Hazan ağır başlılıkla onu onayladı daha sonra eceye kahvaltı hazırlamasını söyleyip yukarı çıktı.

Yatakta uyuyan yağıza bakıp ona biraz daha zaman verdi ve bebeğine yöneldi. Karnını doyurup onu izledi.
"Günaydın " uykudan yeni uyanmış kadife sesiyle ona seslendi.

Hazan enerjik bir şekilde onun yanına gidip sarıldı.

"Oyy benim yakışıklı aşkım uyanmış"
Yağız yüzünde çarpık gülümsemeyle ona baktı .
" Yine ne yaptın ,acaba "
Hazan muzurca gülerek ona baktı
" Ben ne yapabilirim ki , sana da iki çift laf etmeye gelmiyor."
Yataktan kalkacakken yağız onu kendine çekti
"Tamam , özür dilerim"
"Hazan bir şey düşündüm kabul eder misin bilmiyorum ama ben kızımıza bir isim buldum."
Genç kadın beklenti dolu gözlerle ona baktı.
"Hazan , bizim Yağmurumuz olsun mu ? "
Yağız o kadar istekli söylemişti ki Hazan bunun etkisinde başını salladı.
"Yağmur ,Yağmur ... Çok güzel "
Hazan kalkıp kızına baktı sonra aklına gelen şeyle hızla ona döndü
"Diğer çocuğumuzun ismini ben koyarım haberin olsun"parmağını sallayarak söylediği sözler onu gülümsetti.
"Tamam sen koyarsın " Yağız güldü.
İçten içe biliyordu ilerisi olmayacağını.
Hazan aşağıyı anlatırken Yağız sakince dinledi Sinan'ın kendini Hazana affettirmesini istiyordu hem kendisi hem o Hazanın üstüne oynarken o susmuş zor zamanlar geçirmişti.
Ve eğer şimdi ölecekse güvenip emanet edeceği bir kardeşi olması onun içinde önemliydi.
Kabul etti.
Aşağı inip kardeşinin yanına gitti onu çalışma odasına çağırdı.
Hazan ve Ece ne konuştuklarını merak etseler de çıktılarında da sormadılar.
Hep beraber kahvaltıya koyulduklarında Sinan bir tatil ayarladığını onlarında gelmelerini istediğini söyledi ayrıca bebek için yanlarına bir de bebek için yardımcı bulmuştu yalnızca dördü ve yağmur olacaktı tatilde . 

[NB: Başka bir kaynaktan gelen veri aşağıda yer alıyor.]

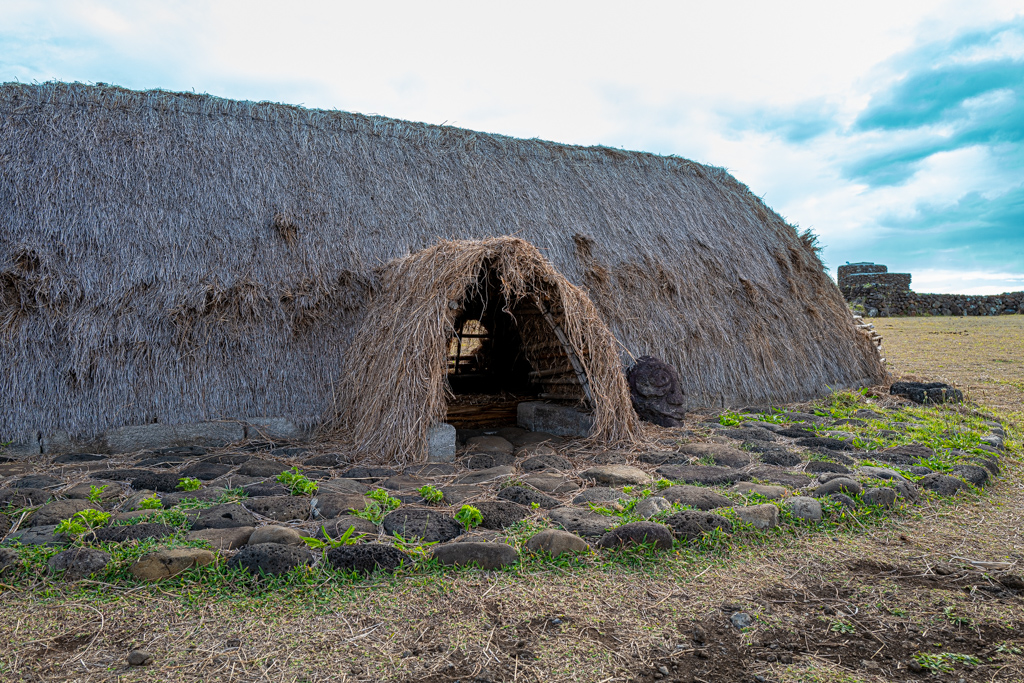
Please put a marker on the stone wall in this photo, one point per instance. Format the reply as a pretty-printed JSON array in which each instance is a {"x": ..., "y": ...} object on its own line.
[{"x": 873, "y": 291}]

  Yol hızla akıp gidiyorken ben arkada kızımla Yağızsa önde araba kullanıyordu.

Aslında hastalığı onu çabuk yorduğu için ben kullanmak istesem de  Yağıza söylediğimde alınacağını düşünüp sustum.

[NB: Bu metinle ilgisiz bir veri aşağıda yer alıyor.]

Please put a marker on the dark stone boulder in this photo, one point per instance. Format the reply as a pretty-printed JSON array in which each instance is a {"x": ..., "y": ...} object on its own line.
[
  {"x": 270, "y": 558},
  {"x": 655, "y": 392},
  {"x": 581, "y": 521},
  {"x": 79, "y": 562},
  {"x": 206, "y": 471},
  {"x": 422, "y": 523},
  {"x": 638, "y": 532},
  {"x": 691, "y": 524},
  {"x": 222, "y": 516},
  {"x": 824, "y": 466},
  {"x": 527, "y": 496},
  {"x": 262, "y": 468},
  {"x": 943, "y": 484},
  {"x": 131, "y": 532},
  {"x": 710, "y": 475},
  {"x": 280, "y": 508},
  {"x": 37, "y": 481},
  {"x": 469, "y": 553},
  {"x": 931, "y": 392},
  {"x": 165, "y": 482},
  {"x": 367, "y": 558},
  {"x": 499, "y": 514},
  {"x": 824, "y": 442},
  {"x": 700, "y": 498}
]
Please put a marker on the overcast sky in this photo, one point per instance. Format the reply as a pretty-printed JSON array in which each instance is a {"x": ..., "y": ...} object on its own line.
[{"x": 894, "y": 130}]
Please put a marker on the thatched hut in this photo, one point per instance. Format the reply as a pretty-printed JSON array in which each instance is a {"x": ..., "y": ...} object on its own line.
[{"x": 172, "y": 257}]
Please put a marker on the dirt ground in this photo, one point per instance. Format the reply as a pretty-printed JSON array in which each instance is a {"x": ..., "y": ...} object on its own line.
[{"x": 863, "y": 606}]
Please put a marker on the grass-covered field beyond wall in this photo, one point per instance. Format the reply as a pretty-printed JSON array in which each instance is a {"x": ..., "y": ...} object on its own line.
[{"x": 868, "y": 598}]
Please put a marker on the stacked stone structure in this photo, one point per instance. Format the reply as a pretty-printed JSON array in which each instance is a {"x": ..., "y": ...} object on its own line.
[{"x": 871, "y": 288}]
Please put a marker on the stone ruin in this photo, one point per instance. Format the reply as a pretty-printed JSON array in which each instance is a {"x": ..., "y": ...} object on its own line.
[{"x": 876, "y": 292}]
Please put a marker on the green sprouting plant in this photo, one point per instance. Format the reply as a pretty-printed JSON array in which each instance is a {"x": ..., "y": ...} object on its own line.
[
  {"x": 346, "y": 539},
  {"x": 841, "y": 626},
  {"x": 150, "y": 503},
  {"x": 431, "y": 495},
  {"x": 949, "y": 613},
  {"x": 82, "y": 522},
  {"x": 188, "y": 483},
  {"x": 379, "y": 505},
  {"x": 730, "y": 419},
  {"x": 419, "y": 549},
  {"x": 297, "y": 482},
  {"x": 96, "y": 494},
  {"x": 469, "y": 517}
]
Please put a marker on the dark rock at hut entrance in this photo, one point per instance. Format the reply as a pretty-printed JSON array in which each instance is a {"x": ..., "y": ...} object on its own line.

Yağmur,  bebek koltuğunda uyuyordu ilk ayında olduğu için yemeğini yiyip tekrar uyuyor arada bize uykulu gözleriyle bakıp kapatıyor.

"Güzelim iyi misiniz ?"

"İyiyiz sen yoruldun mu ?"

" Hayır ama sürekli size bakmaktan boynum ağrıdı. " dedi gülerek.Hazan koltukların arasından uzanarak boynuna bir öpücük kondurduğunda Yağız'ın gülümsemesi büyüdü.